Now let’s create another posterior by conditioning on a few more observations:

```
posterior0 :: Model Double
posterior0 = invertWithAssitance count uniform bernoulli obs where
obs =
[True, True, True, False, True, True, False, True, True, True, True, False]
```

and collect another thousand samples from it. This would likely take an
annoying amount of time without the use of our `count`

function for assistance
above:

```
> replicateM 1000 (simulate posterior0)
```

Note that with more information to condition on, we get a more informative posterior.

## Conclusion

This is a really basic formulation - too basic to be useful in any meaningful way - but it illustrates some of the most important concepts in probabilistic programming. Representation, simulation, and inference.

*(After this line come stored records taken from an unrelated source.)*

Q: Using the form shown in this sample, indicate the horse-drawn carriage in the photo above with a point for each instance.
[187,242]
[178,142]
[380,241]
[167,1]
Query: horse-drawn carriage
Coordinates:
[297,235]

I think it’s also particularly nice to do this in Haskell, rather than something like Python (which Dan used in his talk) - it provides us with a lot of extensible structure in a familiar framework for language hacking. It sort of demands you’re a fan of all these higher-kinded types and structured recursions and all that, but if you’re reading this blog then you’re probably in that camp anyway.

I’ll probably write a few more little articles like this over time. There are a ton of improvements that we can make to this basic setup - encoding independence, sampling via MCMC, etc. - and it might be fun to grow everything out piece by piece.

I’ve dropped the code from this post into this gist.